- What is vitiligo, broadly how is it treated?
Vitiligo is also known as 'leucoderma'. In India , it is called 'safed kod' or 'safed dag' and is considered as a social stigma. Vitiligo is appearance of single or multiple depigmented patches on any part of the body.These patches gradually increase in size & cause lot of psychological stress in the patient. It is an auto-immune condition and may have a genetic predisposition. Treatment of vitiligo usually takes a long time. Medical treatment helps arrest the spread of depigmentation and in some cases, may bring back the pigmentation. In majority of the cases, medical therapy only achieves stabilization of the vitiligo patch but fails to cause repigmentation. However, repigmentation in cases of 'stable vitiligo' can be achieved by various dermatosurgical techniques.
- What is is the role of puva in vitiligo?
PUVA therapy enhances skin re-pigmentation. An oral psoralen compound is given to the patient. Two hours later , the de-pigmented patch on his body is exposed to ultraviolet-A (UVA) rays, for a fixed time duration. This should be supervised by a medical personnel. If UVA is not available then the patch is exposed to sun rays. The latter is known as PUVA SOL therapy.Treatment with UVB rays is another option. The most recent modality is treatment with Excimer laser.
- When is the patient fit for surgery?
When the de-pigmented patch does not increase in size for a period of two years, it is said to be stable. This is the right time to perform vitiligo surgery. If the patch is growing or is in an active phase, it needs treatment with medicines and / or PUVA till it stops growing.
- What are the various surgical modalities available?
Method to be used depends on the type and site of lesion. Hence, selection of the appropriate surgical technique is important for good cosmetic results.
- Miniature punch grafting.
- Ultra thin skin grafting.
- Suction blister grafting.
- Therapeutic spot or regional dermabrasion .
- Melanocyte culture and transplantation.
- What is miniature punch grafting?
Multiple thin grafts of 2 - 2.5 mm diameter are taken from the donor site by special punches and grafted on to the diseased area. Once the grafts are 'taken up' the patient is advised to take PUVA or PUVA SOL. Re pigmentation occurs in 3 - 6 months and good cosmetic result is obtained.
- What is ultra thin skin grafting?
A very thin skin graft (ultra thin) consisting of epidermis is grafted onto the dermabraded or laser ablated part of stable vitiligo. The graft falls off by 8 -10 days but there takes place a cellular uptake of melanocytes on to the abraded skin which gradually starts pigmenting, it takes 2 - 3 months for the pigmentation to merge and match with the surrounding skin color.

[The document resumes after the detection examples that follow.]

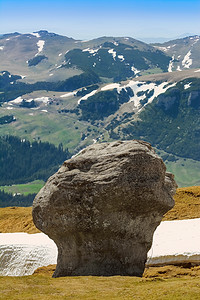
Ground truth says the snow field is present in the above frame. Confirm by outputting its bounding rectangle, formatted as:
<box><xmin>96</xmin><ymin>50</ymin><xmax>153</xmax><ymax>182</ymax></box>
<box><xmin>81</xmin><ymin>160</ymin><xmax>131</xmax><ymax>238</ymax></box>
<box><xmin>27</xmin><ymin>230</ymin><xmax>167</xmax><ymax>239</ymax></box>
<box><xmin>0</xmin><ymin>219</ymin><xmax>200</xmax><ymax>276</ymax></box>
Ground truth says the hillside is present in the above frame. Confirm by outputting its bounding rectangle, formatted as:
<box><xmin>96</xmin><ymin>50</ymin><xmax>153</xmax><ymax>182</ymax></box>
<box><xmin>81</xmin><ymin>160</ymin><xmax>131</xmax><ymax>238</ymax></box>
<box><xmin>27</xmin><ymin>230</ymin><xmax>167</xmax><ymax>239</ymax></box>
<box><xmin>0</xmin><ymin>186</ymin><xmax>200</xmax><ymax>233</ymax></box>
<box><xmin>0</xmin><ymin>30</ymin><xmax>171</xmax><ymax>83</ymax></box>
<box><xmin>154</xmin><ymin>35</ymin><xmax>200</xmax><ymax>72</ymax></box>
<box><xmin>0</xmin><ymin>30</ymin><xmax>200</xmax><ymax>186</ymax></box>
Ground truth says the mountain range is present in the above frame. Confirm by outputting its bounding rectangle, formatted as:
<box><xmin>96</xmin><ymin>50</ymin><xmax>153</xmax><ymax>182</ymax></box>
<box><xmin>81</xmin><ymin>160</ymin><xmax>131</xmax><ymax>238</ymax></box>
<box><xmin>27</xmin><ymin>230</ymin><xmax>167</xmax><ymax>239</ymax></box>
<box><xmin>0</xmin><ymin>30</ymin><xmax>200</xmax><ymax>186</ymax></box>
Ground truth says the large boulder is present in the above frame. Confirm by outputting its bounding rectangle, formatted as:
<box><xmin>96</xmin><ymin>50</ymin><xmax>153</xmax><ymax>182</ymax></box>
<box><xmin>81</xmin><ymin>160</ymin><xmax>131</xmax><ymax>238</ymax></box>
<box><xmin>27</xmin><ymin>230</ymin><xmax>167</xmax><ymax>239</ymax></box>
<box><xmin>33</xmin><ymin>140</ymin><xmax>176</xmax><ymax>277</ymax></box>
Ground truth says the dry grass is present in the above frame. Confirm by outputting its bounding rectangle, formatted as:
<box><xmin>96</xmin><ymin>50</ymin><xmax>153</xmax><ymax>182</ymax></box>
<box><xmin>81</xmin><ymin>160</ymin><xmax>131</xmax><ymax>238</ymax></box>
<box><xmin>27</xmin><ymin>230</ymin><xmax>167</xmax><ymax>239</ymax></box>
<box><xmin>0</xmin><ymin>207</ymin><xmax>40</xmax><ymax>233</ymax></box>
<box><xmin>0</xmin><ymin>186</ymin><xmax>200</xmax><ymax>233</ymax></box>
<box><xmin>0</xmin><ymin>187</ymin><xmax>200</xmax><ymax>300</ymax></box>
<box><xmin>0</xmin><ymin>273</ymin><xmax>200</xmax><ymax>300</ymax></box>
<box><xmin>163</xmin><ymin>186</ymin><xmax>200</xmax><ymax>221</ymax></box>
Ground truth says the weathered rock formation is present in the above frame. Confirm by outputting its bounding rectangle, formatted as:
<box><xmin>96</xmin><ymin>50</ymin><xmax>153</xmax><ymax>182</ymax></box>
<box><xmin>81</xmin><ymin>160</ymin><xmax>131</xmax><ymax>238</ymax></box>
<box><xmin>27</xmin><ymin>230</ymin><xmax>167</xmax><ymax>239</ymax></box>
<box><xmin>33</xmin><ymin>140</ymin><xmax>176</xmax><ymax>277</ymax></box>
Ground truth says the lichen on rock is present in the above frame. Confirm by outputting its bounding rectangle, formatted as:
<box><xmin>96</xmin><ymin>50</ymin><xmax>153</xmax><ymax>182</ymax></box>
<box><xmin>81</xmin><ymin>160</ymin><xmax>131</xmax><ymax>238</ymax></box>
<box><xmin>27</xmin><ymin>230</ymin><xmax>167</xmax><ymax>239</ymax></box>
<box><xmin>33</xmin><ymin>140</ymin><xmax>177</xmax><ymax>277</ymax></box>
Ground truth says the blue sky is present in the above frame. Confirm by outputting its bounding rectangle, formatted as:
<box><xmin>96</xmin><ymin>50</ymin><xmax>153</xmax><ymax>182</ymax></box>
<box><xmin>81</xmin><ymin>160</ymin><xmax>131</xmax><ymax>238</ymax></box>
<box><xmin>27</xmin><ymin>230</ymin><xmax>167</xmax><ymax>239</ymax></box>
<box><xmin>0</xmin><ymin>0</ymin><xmax>200</xmax><ymax>39</ymax></box>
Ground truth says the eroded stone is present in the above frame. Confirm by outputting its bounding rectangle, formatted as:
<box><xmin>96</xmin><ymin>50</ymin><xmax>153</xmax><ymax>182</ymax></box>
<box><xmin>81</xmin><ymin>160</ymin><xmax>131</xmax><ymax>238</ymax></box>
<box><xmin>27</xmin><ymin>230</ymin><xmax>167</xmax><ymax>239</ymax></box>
<box><xmin>33</xmin><ymin>140</ymin><xmax>176</xmax><ymax>277</ymax></box>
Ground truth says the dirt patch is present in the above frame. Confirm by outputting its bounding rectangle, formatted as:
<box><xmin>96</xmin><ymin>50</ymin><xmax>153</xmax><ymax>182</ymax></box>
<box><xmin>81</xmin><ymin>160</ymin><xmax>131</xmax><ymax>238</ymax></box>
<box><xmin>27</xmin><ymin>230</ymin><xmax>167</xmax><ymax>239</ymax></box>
<box><xmin>0</xmin><ymin>207</ymin><xmax>40</xmax><ymax>233</ymax></box>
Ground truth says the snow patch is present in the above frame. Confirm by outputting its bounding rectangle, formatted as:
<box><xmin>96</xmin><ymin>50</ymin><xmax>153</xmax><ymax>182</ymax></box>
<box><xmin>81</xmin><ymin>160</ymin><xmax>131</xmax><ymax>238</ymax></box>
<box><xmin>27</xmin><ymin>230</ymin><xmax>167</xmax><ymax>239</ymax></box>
<box><xmin>147</xmin><ymin>219</ymin><xmax>200</xmax><ymax>265</ymax></box>
<box><xmin>35</xmin><ymin>40</ymin><xmax>45</xmax><ymax>56</ymax></box>
<box><xmin>0</xmin><ymin>233</ymin><xmax>57</xmax><ymax>276</ymax></box>
<box><xmin>30</xmin><ymin>32</ymin><xmax>41</xmax><ymax>38</ymax></box>
<box><xmin>182</xmin><ymin>50</ymin><xmax>192</xmax><ymax>69</ymax></box>
<box><xmin>78</xmin><ymin>90</ymin><xmax>97</xmax><ymax>104</ymax></box>
<box><xmin>0</xmin><ymin>218</ymin><xmax>200</xmax><ymax>276</ymax></box>
<box><xmin>108</xmin><ymin>49</ymin><xmax>117</xmax><ymax>60</ymax></box>
<box><xmin>10</xmin><ymin>96</ymin><xmax>23</xmax><ymax>104</ymax></box>
<box><xmin>117</xmin><ymin>55</ymin><xmax>124</xmax><ymax>61</ymax></box>
<box><xmin>131</xmin><ymin>66</ymin><xmax>140</xmax><ymax>75</ymax></box>
<box><xmin>122</xmin><ymin>80</ymin><xmax>176</xmax><ymax>110</ymax></box>
<box><xmin>101</xmin><ymin>83</ymin><xmax>120</xmax><ymax>91</ymax></box>
<box><xmin>60</xmin><ymin>92</ymin><xmax>76</xmax><ymax>98</ymax></box>
<box><xmin>157</xmin><ymin>47</ymin><xmax>168</xmax><ymax>52</ymax></box>
<box><xmin>184</xmin><ymin>82</ymin><xmax>192</xmax><ymax>90</ymax></box>
<box><xmin>168</xmin><ymin>55</ymin><xmax>175</xmax><ymax>72</ymax></box>
<box><xmin>82</xmin><ymin>48</ymin><xmax>100</xmax><ymax>54</ymax></box>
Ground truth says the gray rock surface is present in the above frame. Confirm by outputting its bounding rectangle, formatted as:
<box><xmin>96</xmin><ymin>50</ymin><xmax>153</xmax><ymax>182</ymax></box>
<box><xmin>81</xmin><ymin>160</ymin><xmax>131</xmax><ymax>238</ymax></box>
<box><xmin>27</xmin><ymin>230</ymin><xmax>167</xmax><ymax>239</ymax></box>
<box><xmin>33</xmin><ymin>140</ymin><xmax>176</xmax><ymax>277</ymax></box>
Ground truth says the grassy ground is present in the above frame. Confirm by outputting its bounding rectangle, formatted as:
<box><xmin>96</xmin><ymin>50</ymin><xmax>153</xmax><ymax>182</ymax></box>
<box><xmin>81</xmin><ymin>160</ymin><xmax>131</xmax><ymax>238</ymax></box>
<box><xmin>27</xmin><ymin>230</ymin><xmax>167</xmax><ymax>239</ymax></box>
<box><xmin>0</xmin><ymin>187</ymin><xmax>200</xmax><ymax>300</ymax></box>
<box><xmin>0</xmin><ymin>273</ymin><xmax>200</xmax><ymax>300</ymax></box>
<box><xmin>164</xmin><ymin>186</ymin><xmax>200</xmax><ymax>221</ymax></box>
<box><xmin>166</xmin><ymin>158</ymin><xmax>200</xmax><ymax>187</ymax></box>
<box><xmin>0</xmin><ymin>186</ymin><xmax>200</xmax><ymax>233</ymax></box>
<box><xmin>0</xmin><ymin>180</ymin><xmax>44</xmax><ymax>195</ymax></box>
<box><xmin>0</xmin><ymin>207</ymin><xmax>39</xmax><ymax>233</ymax></box>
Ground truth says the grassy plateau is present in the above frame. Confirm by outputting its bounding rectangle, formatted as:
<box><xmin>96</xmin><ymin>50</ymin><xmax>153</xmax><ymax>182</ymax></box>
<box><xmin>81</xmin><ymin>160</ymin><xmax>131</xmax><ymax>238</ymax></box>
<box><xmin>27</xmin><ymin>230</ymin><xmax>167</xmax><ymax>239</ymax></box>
<box><xmin>0</xmin><ymin>186</ymin><xmax>200</xmax><ymax>300</ymax></box>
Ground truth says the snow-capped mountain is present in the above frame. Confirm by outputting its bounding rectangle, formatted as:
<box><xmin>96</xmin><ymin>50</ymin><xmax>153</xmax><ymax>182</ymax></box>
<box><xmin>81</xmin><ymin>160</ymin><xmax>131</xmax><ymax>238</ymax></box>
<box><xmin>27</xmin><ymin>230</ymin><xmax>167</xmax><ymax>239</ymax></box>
<box><xmin>154</xmin><ymin>35</ymin><xmax>200</xmax><ymax>72</ymax></box>
<box><xmin>0</xmin><ymin>31</ymin><xmax>171</xmax><ymax>82</ymax></box>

- What is suction blister grafting?
A prolonged suction (negative pressure) is applied to the donor site this raises a large bleb and a thin graft containing only the epidermis is obtained. This is grafted on to the dermabraded recipient surface. This technique is time consuming but gives good cosmetic results.
- What is melanocyte transplantation?
Melanocytes are cultured in artificial culture media. The de pigmented recipient site is dermabraded or laser ablated and the melanocyte suspension is applied to it. The area is covered with a collagen dressing and immobilized. Large areas can be covered with this method and excellent cosmetic results obtained.
- Though the patch resembles the surrounding normal skin, it may permanently fade or acquire a bluish hue after 1 - 2 years which is distinctly noticeable and may become unacceptable. Hence, tattooing is usually not advised unless the patch is in an inoperable site.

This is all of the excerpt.